VoxelAtlasGAN’s segmentation performance is powerfully supported in Table 1. (1) In the aspect of segmentation accuracy, we find that VoxelAtlasGAN achieves the best segmentation results. The mean surface distance, hausdorff surface distance and dice are 1.85 mm, 7.26 mm and 0.953 respectively. And the correlation of EF (between the segmentation results and the ground truth) is 0.918 and the corresponding standard deviation is 0.016. These results prove the superiority of the proposed VoxelAtlasGAN compared with the existing methods. (2) In the aspect of segmentation efficiency, the proposed method achieves the best segmentation speed, it only needs 0.1 s for segmentation of every volume, which is crucial for real-time clinical application.
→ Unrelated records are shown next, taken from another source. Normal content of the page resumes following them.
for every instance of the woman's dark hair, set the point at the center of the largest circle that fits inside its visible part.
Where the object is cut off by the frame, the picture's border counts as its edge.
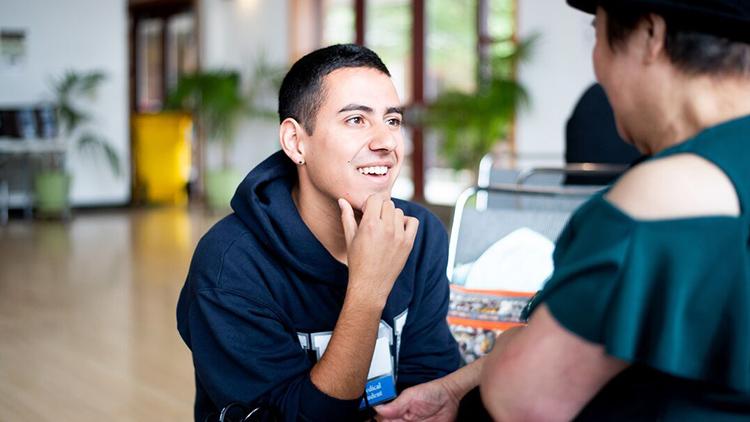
(691, 51)
(301, 92)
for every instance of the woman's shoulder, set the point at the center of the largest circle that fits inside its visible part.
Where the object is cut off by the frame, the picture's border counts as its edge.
(677, 186)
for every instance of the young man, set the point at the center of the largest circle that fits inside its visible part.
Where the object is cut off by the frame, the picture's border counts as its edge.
(319, 287)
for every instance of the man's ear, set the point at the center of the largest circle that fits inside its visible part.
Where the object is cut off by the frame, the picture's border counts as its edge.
(656, 36)
(292, 139)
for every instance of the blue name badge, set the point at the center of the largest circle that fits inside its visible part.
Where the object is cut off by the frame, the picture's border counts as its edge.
(379, 390)
(381, 384)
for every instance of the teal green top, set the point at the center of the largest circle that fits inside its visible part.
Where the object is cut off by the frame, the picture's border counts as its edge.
(672, 297)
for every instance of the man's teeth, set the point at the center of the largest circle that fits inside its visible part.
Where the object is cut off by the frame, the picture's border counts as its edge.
(379, 170)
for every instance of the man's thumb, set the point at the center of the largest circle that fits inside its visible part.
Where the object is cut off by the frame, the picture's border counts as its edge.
(348, 221)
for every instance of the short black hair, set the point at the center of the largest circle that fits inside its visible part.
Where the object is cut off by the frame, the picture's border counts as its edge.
(694, 52)
(301, 92)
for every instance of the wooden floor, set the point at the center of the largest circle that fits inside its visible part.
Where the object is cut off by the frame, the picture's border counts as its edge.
(87, 317)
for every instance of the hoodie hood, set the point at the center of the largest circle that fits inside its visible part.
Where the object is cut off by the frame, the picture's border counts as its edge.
(263, 202)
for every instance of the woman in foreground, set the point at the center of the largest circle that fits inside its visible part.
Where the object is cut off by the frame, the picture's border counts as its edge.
(647, 315)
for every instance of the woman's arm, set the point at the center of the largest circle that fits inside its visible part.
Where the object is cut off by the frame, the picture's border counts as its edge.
(544, 373)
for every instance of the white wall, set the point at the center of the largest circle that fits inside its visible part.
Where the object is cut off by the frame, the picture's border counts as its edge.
(79, 35)
(555, 76)
(233, 34)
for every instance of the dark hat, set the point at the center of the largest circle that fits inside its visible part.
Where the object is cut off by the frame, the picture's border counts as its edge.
(724, 18)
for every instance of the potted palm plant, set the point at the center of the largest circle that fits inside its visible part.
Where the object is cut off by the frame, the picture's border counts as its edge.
(472, 123)
(72, 91)
(217, 103)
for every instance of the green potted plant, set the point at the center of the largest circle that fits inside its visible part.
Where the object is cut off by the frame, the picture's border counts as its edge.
(71, 92)
(472, 123)
(217, 104)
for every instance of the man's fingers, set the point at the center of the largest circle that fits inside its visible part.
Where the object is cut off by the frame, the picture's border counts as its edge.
(348, 221)
(412, 224)
(399, 221)
(387, 212)
(392, 410)
(373, 206)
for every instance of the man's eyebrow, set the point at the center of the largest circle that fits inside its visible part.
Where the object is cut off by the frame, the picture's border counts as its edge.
(399, 110)
(366, 109)
(356, 107)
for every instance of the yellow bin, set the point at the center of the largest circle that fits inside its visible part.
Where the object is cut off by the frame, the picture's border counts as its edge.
(162, 143)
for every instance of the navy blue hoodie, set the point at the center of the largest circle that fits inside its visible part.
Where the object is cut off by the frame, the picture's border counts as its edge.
(261, 289)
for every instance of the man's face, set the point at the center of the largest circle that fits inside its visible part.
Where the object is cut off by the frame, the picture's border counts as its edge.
(357, 146)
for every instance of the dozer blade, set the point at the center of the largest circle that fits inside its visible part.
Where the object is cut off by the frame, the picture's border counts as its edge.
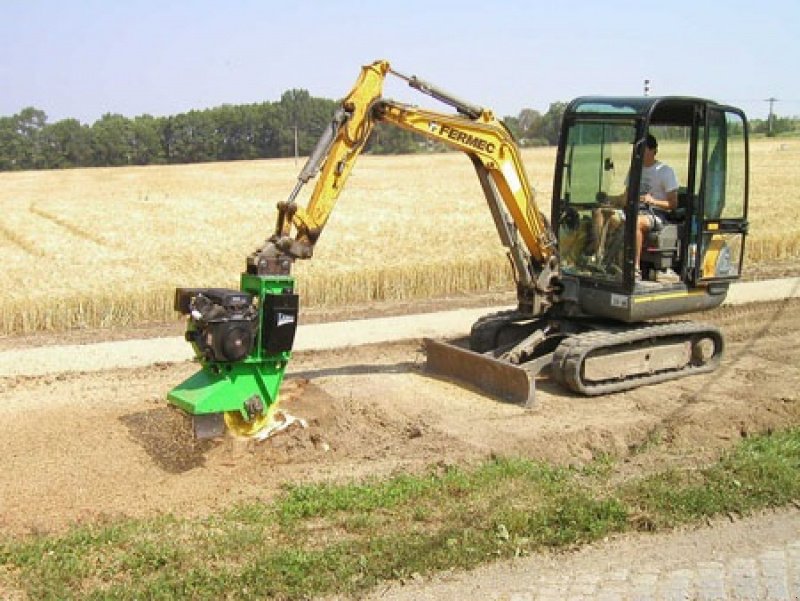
(494, 377)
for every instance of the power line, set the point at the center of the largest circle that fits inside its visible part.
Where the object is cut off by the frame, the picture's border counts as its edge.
(771, 117)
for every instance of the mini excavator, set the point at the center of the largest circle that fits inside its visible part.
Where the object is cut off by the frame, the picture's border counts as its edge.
(581, 311)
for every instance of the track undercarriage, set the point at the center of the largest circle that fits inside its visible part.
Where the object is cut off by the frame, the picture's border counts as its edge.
(508, 350)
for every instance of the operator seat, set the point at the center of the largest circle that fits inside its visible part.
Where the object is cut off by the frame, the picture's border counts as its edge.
(661, 248)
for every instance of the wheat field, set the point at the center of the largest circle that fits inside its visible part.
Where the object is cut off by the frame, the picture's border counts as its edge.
(106, 247)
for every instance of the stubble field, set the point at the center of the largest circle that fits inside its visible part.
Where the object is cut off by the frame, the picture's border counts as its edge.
(106, 247)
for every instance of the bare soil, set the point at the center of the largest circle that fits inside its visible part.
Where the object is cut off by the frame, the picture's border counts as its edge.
(92, 446)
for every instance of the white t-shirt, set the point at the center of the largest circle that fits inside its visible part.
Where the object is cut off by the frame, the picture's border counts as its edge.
(658, 180)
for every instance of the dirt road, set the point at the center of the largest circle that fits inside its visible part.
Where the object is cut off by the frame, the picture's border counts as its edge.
(85, 446)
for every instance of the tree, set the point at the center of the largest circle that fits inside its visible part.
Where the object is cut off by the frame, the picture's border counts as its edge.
(68, 144)
(112, 137)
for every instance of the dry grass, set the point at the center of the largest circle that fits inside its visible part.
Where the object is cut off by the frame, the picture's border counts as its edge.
(106, 247)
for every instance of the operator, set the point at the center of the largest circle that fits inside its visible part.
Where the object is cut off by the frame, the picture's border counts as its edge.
(658, 196)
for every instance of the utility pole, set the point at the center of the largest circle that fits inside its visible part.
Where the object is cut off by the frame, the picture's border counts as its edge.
(296, 151)
(771, 117)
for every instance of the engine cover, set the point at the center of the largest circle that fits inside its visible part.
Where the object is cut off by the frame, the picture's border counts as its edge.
(223, 323)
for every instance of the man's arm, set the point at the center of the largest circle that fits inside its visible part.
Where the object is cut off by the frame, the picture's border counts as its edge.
(670, 203)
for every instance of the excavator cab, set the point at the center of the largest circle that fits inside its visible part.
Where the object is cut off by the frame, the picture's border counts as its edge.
(687, 263)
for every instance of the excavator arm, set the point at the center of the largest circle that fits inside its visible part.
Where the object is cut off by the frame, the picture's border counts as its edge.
(474, 130)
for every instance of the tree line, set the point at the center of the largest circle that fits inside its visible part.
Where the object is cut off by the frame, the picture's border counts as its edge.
(232, 132)
(225, 133)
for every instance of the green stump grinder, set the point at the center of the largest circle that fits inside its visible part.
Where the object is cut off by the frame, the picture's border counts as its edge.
(243, 341)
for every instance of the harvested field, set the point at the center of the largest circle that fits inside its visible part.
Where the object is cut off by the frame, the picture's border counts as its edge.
(106, 247)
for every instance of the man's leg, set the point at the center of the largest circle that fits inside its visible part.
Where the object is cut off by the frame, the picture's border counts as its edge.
(643, 225)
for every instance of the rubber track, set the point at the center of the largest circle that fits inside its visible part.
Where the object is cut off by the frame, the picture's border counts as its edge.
(567, 366)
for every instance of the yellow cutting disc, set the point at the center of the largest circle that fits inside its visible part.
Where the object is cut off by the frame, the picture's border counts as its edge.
(239, 426)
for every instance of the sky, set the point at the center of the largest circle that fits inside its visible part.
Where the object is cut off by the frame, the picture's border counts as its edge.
(84, 58)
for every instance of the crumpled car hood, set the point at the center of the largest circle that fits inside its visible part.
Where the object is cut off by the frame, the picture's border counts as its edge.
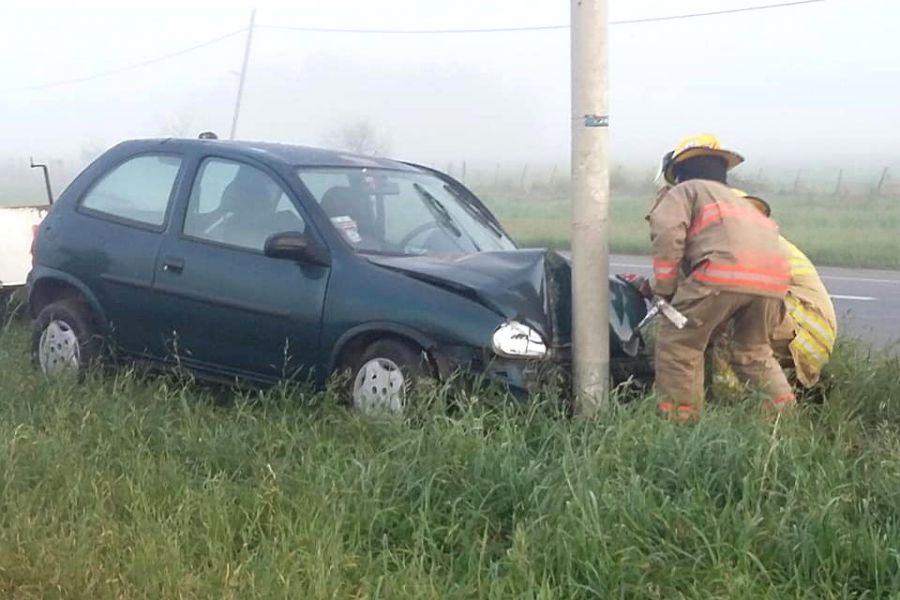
(532, 286)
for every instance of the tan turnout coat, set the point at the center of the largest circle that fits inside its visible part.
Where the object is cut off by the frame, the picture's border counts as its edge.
(703, 230)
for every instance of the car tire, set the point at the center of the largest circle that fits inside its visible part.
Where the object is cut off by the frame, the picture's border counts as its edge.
(64, 341)
(383, 376)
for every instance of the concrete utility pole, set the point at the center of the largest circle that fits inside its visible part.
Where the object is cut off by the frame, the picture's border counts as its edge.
(590, 226)
(237, 102)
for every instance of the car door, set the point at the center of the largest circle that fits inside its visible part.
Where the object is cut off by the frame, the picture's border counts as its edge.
(112, 239)
(226, 307)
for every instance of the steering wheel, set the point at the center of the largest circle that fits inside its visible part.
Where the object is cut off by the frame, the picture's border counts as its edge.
(417, 231)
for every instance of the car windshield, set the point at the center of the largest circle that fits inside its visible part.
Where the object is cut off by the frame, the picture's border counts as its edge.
(402, 212)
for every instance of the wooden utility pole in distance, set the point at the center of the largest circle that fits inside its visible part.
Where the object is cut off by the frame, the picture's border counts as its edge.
(590, 206)
(237, 102)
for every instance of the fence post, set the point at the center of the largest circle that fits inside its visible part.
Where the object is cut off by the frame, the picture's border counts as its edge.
(881, 181)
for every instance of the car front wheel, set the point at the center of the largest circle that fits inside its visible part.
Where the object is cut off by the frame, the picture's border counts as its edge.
(384, 375)
(63, 341)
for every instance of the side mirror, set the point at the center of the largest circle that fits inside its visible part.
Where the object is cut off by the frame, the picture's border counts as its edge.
(293, 245)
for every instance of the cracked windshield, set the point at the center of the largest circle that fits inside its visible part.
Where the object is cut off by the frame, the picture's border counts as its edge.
(383, 211)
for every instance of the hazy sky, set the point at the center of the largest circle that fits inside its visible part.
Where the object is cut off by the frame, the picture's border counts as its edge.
(817, 82)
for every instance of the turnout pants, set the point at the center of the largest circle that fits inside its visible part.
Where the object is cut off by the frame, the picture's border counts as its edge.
(680, 353)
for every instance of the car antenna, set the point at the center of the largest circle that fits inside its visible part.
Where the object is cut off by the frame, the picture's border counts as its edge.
(43, 167)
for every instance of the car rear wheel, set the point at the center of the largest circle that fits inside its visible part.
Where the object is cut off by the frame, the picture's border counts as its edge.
(63, 340)
(384, 375)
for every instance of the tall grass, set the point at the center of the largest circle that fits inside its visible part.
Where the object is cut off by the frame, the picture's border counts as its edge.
(127, 486)
(837, 231)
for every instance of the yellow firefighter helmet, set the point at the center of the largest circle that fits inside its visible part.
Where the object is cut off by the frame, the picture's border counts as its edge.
(705, 144)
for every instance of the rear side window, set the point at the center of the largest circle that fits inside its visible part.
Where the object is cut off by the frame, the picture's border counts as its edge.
(137, 190)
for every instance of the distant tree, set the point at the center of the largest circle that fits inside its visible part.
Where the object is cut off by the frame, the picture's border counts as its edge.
(359, 137)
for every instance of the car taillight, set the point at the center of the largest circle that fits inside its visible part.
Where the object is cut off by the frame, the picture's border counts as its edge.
(35, 229)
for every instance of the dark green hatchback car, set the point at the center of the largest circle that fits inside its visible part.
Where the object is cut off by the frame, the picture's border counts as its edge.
(258, 262)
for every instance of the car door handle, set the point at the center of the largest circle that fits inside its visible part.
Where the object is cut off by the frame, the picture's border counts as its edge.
(173, 265)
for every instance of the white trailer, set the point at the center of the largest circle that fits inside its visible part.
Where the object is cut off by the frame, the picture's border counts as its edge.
(16, 233)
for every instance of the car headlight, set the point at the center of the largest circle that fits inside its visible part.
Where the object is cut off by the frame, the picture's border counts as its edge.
(516, 340)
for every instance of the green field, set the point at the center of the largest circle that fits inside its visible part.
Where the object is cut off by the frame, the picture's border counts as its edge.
(852, 232)
(129, 486)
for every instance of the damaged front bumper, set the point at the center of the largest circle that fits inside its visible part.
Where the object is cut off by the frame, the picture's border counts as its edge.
(524, 378)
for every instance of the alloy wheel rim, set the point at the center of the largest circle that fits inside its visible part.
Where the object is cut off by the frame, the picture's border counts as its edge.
(58, 349)
(380, 387)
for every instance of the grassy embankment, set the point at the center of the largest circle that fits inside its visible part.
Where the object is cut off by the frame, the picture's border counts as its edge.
(832, 231)
(142, 487)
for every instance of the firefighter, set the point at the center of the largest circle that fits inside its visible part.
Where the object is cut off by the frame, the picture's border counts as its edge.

We also evaluated the importance of atlas prior and the proposed consistent constraint by ablation experiments (in the last three rows of Table 1), which replace or remove a single component from our framework. The results showed that atlas prior improved the segmentation accuracy apparently, and the proposed consistent constraint also brought important improvement for segmentation. What’s more, compared to the 3D CNN method, which adopts 3D full convolution network (V-net [13]) to segment 3D LV on echocardiography, the proposed voxel-to-voxel cGAN is superior even without the atlas and the proposed consistent constraint.

Table 1. The segmentation performance comparison among existing methods and the proposed VoxelAtlasGAN under different configurations. (3D cGAN denotes the VoxelAtlasGAN without atlas prior and consistent constraint, VoxelGANWA denotes VoxelAtlasGAN without consistent constraint.)

5 Conclusions

In this paper, we proposed a novel automated framework VoxelAtlasGAN for high-quality 3D LV segmentation on echocardiography. The proposed framework used voxel-to-voxel cGAN to advantageously fuse substantial 3D spatial context information from 3D echocardiography for the first time. Besides, it embedded the powerful atlas prior knowledge into end-to-end optimization framework for the first time. It also combined the new proposed consistent constraint and traditional discrimination loss as the final optimization object to further improve the generalization of the proposed framework. Experiment results have demonstrated that our proposed method obtained satisfactory segmentation accuracy and has potential of clinical application.